Bio: Stefan Riezler is full professor at the Department of Computational Linguistics at Heidelberg University, Germany, since 2010, and also co-opted in Informatics at the Department of Mathematics and Computer Science.

He received his PhD (with distinction) in Computational Linguistics from the University of Tübingen in 1998, conducted post-doctoral work at Brown University in 1999, and spent a decade in industry research (Xerox PARC, Google Research). His research focus is on interactive machine learning for natural language processing problems, especially for the application areas of cross-lingual information retrieval and statistical machine translation. He is engaged as editorial board member of the main journals of the field --- Computational Linguistics and Transactions of the Association for Computational Linguistics --- and is a regular member of the program committee of various natural language processing and machine learning conferences. He has published more than 100 journal and conference papers in these areas. He also conducts interdisciplinary research as member of the Interdisciplinary Center for Scientific Computing (IWR), for example, on the topic of early prediction of sepsis using machine learning and natural language processing techniques.

Link: TBA

Slides: TBA

Thomas Wolf: BigScience: Building a Large-Hadron-Collider in AI and NLP

Abstract: The acceleration in Artificial Intelligence (AI) and Natural Language Processing (NLP) will have a fundamental impact on society, as these technologies are at the core of the tools we use on a daily basis. A considerable part of this effort currently stems in NLP from training increasingly larger language models on increasingly larger quantities of texts.

Unfortunately, the resources necessary to create the best-performing models are found mainly in industry rather than academia. This unbalance on a transformative technology poses problems, from a research advancement, environmental, ethical and societal perspective. The BigScience project aims to demonstrate another way of creating, studying, and sharing large language models and large research artifacts in general within the AI/NLP research communities.
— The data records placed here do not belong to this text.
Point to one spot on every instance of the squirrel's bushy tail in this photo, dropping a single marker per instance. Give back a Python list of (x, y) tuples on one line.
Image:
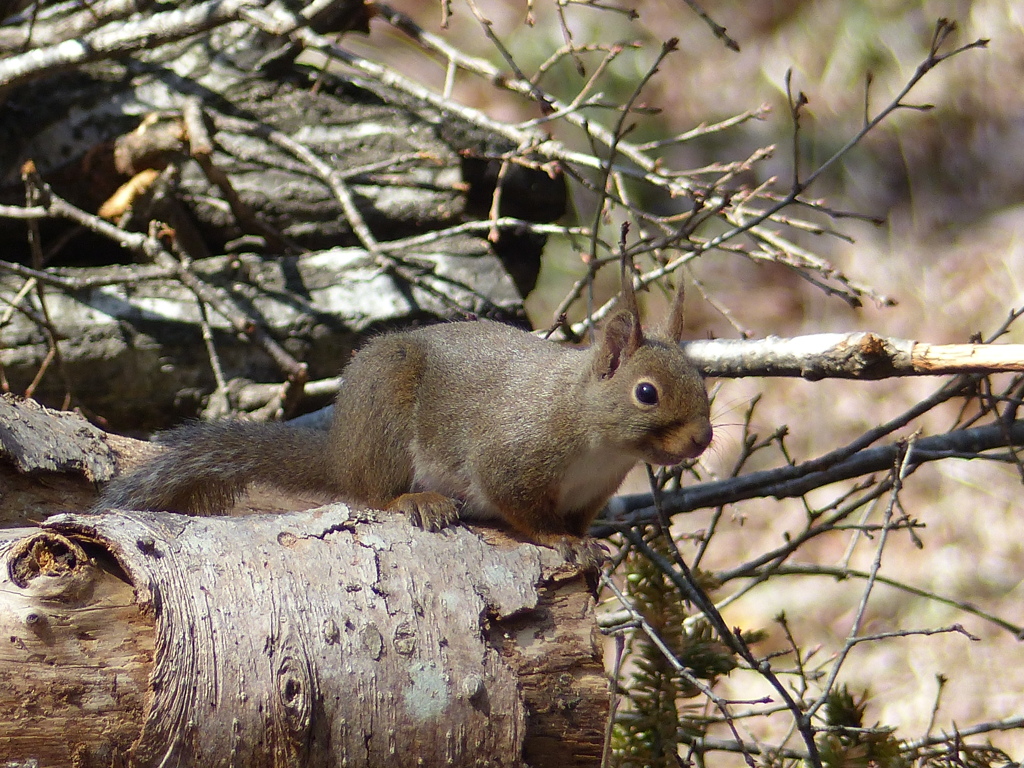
[(207, 465)]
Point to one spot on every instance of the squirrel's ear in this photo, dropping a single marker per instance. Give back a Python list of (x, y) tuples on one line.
[(620, 339), (630, 305), (674, 325)]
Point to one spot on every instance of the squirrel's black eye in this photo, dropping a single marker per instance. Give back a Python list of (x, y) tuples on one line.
[(646, 393)]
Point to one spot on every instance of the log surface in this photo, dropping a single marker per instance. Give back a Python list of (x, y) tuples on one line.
[(330, 637)]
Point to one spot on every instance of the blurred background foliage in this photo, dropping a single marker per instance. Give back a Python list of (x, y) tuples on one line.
[(948, 183)]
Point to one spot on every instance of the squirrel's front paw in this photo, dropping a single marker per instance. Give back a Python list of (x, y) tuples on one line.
[(427, 510)]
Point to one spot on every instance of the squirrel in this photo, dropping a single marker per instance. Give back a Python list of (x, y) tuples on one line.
[(470, 420)]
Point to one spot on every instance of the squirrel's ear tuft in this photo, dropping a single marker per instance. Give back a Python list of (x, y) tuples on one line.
[(674, 326), (620, 339)]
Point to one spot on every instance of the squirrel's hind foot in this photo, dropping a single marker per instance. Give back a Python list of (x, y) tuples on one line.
[(587, 552), (427, 510)]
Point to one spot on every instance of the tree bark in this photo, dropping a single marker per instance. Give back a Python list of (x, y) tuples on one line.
[(316, 638), (321, 638)]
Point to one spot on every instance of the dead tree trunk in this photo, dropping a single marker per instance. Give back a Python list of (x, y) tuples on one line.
[(318, 638)]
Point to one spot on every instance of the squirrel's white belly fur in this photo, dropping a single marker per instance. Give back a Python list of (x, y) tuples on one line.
[(591, 476)]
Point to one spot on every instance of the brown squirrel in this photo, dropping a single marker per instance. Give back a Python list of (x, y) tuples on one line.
[(471, 420)]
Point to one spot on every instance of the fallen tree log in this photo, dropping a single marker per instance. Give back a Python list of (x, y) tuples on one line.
[(320, 638), (317, 638)]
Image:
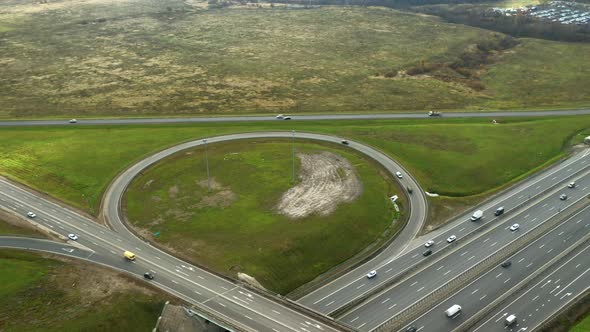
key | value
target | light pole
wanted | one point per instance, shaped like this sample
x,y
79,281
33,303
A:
x,y
293,156
207,163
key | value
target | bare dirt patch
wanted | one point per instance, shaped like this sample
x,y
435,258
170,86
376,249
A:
x,y
327,180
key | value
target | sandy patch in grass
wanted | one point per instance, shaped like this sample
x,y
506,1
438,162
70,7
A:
x,y
327,180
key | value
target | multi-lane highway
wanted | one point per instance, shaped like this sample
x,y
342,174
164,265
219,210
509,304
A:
x,y
476,296
294,118
460,256
353,285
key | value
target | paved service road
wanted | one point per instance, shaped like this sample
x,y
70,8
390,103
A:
x,y
476,296
352,285
387,304
547,295
294,118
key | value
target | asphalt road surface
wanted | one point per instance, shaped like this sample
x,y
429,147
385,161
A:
x,y
226,299
294,118
354,285
545,296
476,296
463,256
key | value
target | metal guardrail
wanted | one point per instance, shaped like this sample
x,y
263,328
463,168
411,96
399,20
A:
x,y
442,292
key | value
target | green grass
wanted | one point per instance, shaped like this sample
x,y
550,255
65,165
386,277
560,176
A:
x,y
247,233
146,59
34,297
454,157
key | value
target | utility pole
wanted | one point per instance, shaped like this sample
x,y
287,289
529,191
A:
x,y
207,163
293,156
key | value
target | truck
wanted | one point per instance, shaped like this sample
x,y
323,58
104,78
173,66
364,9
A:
x,y
453,311
510,320
129,255
477,215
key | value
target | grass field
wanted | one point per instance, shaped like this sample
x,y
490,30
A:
x,y
238,228
134,57
40,294
457,157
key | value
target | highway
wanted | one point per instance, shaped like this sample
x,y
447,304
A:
x,y
222,296
340,292
476,296
246,309
501,114
463,256
545,296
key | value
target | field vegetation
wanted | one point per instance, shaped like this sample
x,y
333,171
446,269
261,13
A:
x,y
72,58
242,225
41,294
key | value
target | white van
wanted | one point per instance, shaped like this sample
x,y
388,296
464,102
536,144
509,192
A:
x,y
453,311
477,215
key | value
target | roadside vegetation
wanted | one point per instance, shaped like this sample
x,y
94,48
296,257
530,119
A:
x,y
245,224
41,294
452,157
170,58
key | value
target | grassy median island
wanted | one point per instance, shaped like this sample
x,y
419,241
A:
x,y
137,57
246,225
40,294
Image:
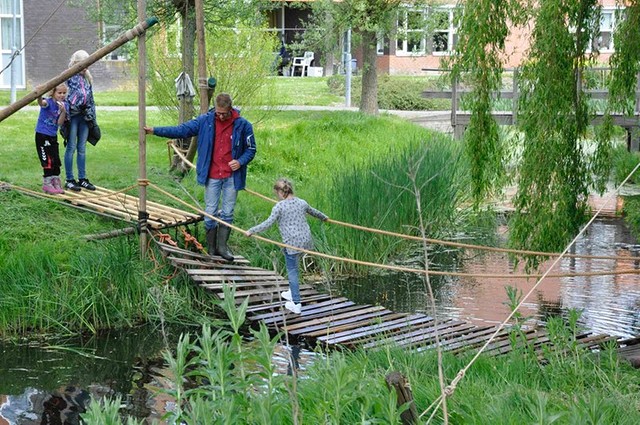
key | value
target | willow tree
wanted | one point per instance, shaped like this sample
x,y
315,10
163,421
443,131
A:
x,y
478,62
555,172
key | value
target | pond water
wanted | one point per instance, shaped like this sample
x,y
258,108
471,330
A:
x,y
49,384
609,304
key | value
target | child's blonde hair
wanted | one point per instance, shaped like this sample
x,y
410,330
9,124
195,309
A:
x,y
79,56
55,89
284,185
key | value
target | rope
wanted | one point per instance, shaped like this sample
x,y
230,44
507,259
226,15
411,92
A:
x,y
390,267
70,198
433,241
459,244
17,52
454,383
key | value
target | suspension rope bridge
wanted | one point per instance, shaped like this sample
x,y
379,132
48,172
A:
x,y
325,319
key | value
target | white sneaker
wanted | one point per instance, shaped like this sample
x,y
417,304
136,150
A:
x,y
293,307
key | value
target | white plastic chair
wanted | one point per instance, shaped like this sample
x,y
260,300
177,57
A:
x,y
302,62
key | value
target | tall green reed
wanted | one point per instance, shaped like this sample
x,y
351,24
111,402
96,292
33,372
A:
x,y
379,194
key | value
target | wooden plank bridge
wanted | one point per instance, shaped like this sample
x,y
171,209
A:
x,y
337,322
326,320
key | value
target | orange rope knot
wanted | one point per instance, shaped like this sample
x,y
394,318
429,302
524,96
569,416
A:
x,y
166,238
189,239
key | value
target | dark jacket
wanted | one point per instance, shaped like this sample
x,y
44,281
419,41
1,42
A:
x,y
243,144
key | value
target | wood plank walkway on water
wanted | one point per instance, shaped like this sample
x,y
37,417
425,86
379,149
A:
x,y
123,206
334,321
330,321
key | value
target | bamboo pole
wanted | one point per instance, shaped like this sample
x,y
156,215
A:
x,y
143,215
136,31
202,71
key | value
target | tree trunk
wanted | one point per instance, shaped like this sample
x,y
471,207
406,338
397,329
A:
x,y
369,99
188,67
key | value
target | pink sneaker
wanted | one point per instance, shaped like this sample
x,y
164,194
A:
x,y
47,187
57,184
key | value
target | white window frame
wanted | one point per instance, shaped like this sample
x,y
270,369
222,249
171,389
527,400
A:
x,y
4,52
613,11
450,30
403,43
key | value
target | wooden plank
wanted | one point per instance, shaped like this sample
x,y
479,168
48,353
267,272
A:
x,y
328,311
467,340
328,323
215,264
235,278
388,335
417,334
354,323
237,259
270,298
319,304
265,290
428,334
375,329
276,304
261,284
324,320
235,272
311,312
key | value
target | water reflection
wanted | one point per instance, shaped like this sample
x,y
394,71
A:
x,y
610,304
49,383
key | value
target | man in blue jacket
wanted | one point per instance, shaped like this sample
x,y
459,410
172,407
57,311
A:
x,y
226,144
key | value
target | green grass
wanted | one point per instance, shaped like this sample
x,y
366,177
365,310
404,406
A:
x,y
216,379
311,148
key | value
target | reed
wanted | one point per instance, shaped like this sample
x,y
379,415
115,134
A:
x,y
378,194
216,380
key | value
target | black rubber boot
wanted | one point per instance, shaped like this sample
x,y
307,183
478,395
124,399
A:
x,y
223,237
212,240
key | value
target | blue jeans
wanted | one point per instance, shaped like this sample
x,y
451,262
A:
x,y
212,192
292,261
78,133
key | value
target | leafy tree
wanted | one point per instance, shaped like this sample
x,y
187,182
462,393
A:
x,y
478,62
555,171
367,19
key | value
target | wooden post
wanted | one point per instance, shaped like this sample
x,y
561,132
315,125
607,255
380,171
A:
x,y
142,137
94,57
454,108
514,98
202,70
398,382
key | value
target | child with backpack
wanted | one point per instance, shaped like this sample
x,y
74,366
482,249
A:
x,y
52,114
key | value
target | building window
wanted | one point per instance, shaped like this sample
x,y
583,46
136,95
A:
x,y
426,31
604,41
8,44
116,20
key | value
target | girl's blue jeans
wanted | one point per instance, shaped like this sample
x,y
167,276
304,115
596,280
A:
x,y
78,133
214,189
292,261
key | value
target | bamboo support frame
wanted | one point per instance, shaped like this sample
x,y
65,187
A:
x,y
136,31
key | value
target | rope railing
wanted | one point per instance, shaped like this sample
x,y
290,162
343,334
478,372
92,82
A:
x,y
392,267
462,372
431,240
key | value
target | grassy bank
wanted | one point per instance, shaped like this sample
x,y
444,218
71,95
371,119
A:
x,y
45,255
216,379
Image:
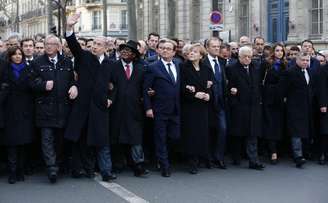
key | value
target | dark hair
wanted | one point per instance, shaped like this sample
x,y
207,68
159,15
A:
x,y
294,48
225,46
272,57
307,40
121,39
258,37
320,54
12,51
153,34
208,41
27,40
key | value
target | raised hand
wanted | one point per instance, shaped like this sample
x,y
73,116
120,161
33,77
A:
x,y
72,20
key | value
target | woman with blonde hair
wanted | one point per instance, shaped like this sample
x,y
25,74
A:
x,y
196,89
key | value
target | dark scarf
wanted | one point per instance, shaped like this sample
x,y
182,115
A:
x,y
277,65
17,69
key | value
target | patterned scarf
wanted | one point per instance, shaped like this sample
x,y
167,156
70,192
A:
x,y
17,69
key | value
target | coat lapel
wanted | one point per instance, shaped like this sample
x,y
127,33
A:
x,y
164,72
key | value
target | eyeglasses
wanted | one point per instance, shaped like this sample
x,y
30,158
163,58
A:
x,y
51,44
167,48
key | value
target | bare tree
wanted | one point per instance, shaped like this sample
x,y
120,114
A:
x,y
132,19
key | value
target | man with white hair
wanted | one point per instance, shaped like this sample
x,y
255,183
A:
x,y
245,106
82,129
54,86
298,87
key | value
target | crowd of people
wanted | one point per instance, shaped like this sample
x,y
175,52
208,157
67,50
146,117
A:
x,y
102,104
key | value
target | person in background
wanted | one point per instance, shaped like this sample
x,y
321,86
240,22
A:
x,y
18,111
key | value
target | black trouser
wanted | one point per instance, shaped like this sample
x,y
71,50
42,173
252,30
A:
x,y
324,145
272,144
83,156
52,145
251,148
16,158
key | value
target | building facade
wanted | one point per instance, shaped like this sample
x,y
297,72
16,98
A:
x,y
32,17
275,20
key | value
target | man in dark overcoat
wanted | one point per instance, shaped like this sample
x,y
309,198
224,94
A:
x,y
126,112
163,77
54,86
298,86
218,118
87,66
245,106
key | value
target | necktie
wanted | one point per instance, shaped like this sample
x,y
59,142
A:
x,y
247,70
216,66
170,72
306,75
127,71
53,61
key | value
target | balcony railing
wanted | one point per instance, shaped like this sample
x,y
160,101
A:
x,y
35,13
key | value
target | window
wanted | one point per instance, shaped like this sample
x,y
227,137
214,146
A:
x,y
96,20
316,17
243,17
220,6
124,20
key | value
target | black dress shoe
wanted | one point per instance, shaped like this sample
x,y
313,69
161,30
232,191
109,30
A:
x,y
166,173
273,161
140,171
322,160
221,165
90,174
108,177
193,170
300,161
77,174
52,176
20,176
236,162
256,166
209,165
12,178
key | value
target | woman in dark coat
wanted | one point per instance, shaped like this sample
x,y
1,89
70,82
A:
x,y
323,103
196,90
273,103
18,107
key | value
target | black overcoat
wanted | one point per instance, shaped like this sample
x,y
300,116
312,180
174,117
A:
x,y
245,106
194,111
52,107
18,108
87,67
299,104
273,103
127,112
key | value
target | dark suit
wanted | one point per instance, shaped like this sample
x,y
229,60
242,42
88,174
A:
x,y
81,124
165,105
218,126
245,107
299,95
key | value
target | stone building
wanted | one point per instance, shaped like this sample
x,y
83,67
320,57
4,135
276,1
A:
x,y
275,20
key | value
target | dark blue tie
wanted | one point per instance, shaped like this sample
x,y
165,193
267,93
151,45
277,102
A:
x,y
217,70
170,72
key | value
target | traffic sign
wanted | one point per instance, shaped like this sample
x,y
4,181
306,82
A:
x,y
216,27
216,17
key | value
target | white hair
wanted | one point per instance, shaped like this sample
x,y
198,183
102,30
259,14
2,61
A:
x,y
245,50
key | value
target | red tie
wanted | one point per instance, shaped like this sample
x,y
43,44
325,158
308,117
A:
x,y
127,71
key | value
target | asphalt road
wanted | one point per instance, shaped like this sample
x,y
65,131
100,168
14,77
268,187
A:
x,y
277,184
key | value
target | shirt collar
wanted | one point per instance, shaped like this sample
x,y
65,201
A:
x,y
101,58
166,62
124,63
211,58
55,58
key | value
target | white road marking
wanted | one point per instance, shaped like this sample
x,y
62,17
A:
x,y
121,191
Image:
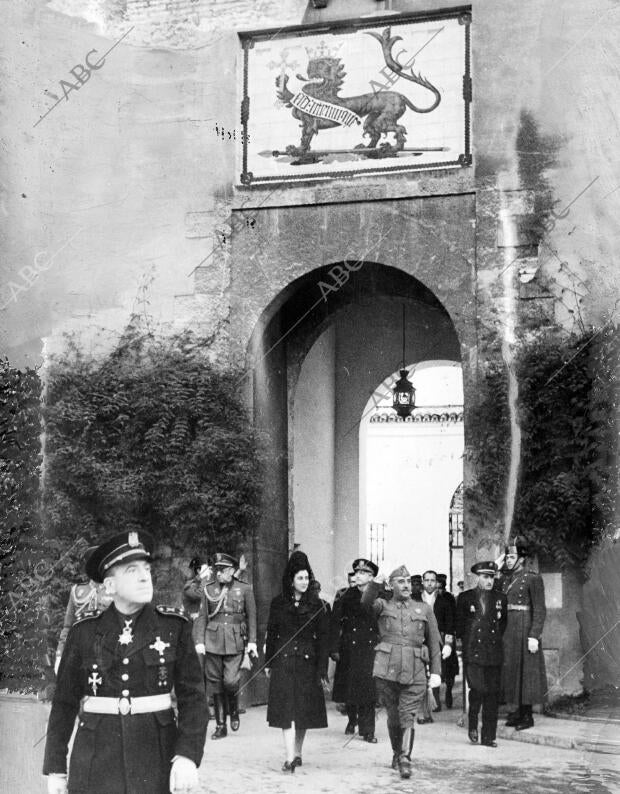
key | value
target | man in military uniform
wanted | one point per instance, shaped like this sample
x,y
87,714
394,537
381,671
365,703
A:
x,y
227,619
443,604
481,615
523,675
353,636
117,673
85,597
408,637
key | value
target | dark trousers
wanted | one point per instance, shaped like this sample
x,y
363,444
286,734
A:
x,y
484,684
363,716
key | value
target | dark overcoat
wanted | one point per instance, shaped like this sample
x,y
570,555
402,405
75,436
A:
x,y
523,675
445,614
354,635
297,653
114,754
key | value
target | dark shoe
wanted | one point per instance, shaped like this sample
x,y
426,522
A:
x,y
289,767
233,711
524,723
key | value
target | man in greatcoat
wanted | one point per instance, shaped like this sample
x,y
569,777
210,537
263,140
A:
x,y
408,638
117,674
481,615
524,682
226,621
353,636
444,608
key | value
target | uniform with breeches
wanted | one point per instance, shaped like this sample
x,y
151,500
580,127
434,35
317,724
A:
x,y
408,640
480,623
523,674
117,674
227,620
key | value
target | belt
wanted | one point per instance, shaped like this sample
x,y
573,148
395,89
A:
x,y
124,706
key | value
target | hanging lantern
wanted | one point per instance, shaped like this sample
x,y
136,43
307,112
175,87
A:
x,y
404,395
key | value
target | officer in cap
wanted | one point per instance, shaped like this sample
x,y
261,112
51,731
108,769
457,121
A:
x,y
117,673
524,681
227,620
353,636
481,615
408,639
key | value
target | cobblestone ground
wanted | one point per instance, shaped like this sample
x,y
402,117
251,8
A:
x,y
444,761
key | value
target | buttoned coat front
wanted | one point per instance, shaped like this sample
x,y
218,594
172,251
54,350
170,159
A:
x,y
353,634
297,652
224,628
115,754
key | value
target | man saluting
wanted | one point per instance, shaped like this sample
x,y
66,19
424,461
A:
x,y
117,672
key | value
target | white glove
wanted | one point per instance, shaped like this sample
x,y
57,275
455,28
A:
x,y
183,775
56,783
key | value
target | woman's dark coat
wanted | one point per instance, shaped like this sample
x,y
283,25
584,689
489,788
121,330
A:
x,y
354,635
297,653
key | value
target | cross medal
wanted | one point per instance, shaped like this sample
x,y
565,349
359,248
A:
x,y
126,636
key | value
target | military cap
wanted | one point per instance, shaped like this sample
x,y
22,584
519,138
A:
x,y
484,567
224,561
362,564
123,547
517,546
399,572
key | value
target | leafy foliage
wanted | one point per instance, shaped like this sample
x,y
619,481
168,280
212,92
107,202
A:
x,y
153,438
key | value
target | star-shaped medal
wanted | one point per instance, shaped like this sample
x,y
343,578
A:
x,y
126,636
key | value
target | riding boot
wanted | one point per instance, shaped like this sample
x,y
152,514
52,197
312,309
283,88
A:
x,y
233,711
404,759
437,706
219,706
396,740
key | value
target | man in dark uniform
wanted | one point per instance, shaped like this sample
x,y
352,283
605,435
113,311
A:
x,y
408,637
227,619
444,606
523,676
117,673
85,597
353,636
481,615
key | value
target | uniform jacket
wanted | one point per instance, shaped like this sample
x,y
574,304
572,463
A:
x,y
225,629
297,653
526,588
114,754
408,637
86,597
481,617
353,634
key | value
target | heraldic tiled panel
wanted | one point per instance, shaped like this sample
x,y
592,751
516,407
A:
x,y
389,95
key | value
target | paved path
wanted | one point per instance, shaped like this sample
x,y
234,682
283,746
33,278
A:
x,y
250,761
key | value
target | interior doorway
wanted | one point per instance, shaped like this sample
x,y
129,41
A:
x,y
410,470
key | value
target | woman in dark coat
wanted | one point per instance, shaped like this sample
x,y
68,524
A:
x,y
296,659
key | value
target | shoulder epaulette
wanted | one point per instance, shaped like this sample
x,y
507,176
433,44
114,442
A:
x,y
88,615
177,612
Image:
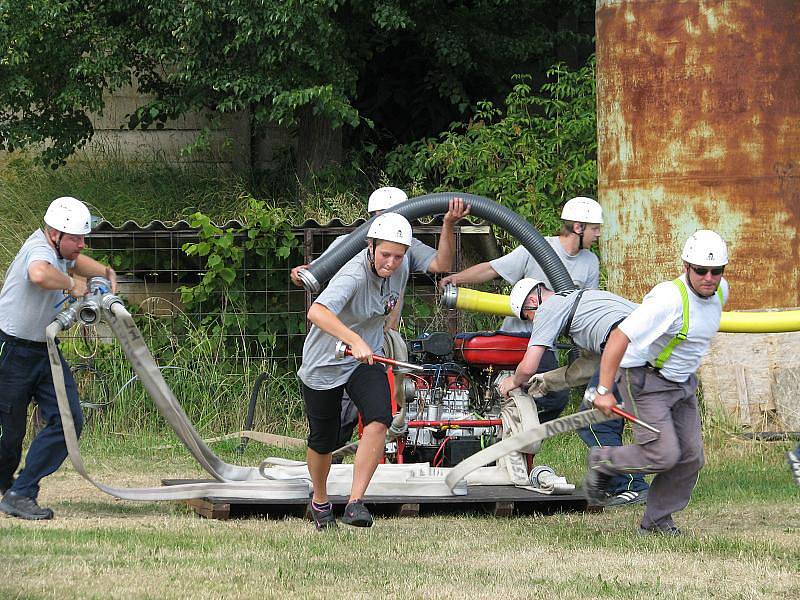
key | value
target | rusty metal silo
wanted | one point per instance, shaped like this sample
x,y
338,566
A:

BigScience takes inspiration from scientific creation schemes existing in other scientific fields, such as CERN and the LHC in particle physics, in which open scientific collaborations facilitate the creation of large-scale artifacts useful for the entire research community.

Gathering a much larger research community around the creation of these artifacts makes it possible to consider in advance the many research questions surrounding large language models (capabilities, limitations, potential improvements, bias, ethics, environmental impact, general AI/cognitive research landscape) that will be interesting to answer with the created artifacts and to reflect and prepare the tools needed to answer as many of these questions as possible.

The BigScience project is seen as a proposal for an alternative way to conduct large scale science projects in a more international and inclusive way. Beyond the research artifacts created and shared, the project’s success will ultimately be measured by its long-term impact on the field: by proposing another way for large-scale collaborations inspired by the successes in fields like particle physics.

Bio: Thomas Wolf is co-founder and Chief Science Officer of HuggingFace. His team is on a mission to catalyze and democratize NLP research. Prior to HuggingFace, Thomas gained a Ph.D. in physics, and later a law degree. He worked as a physics researcher and a European Patent Attorney.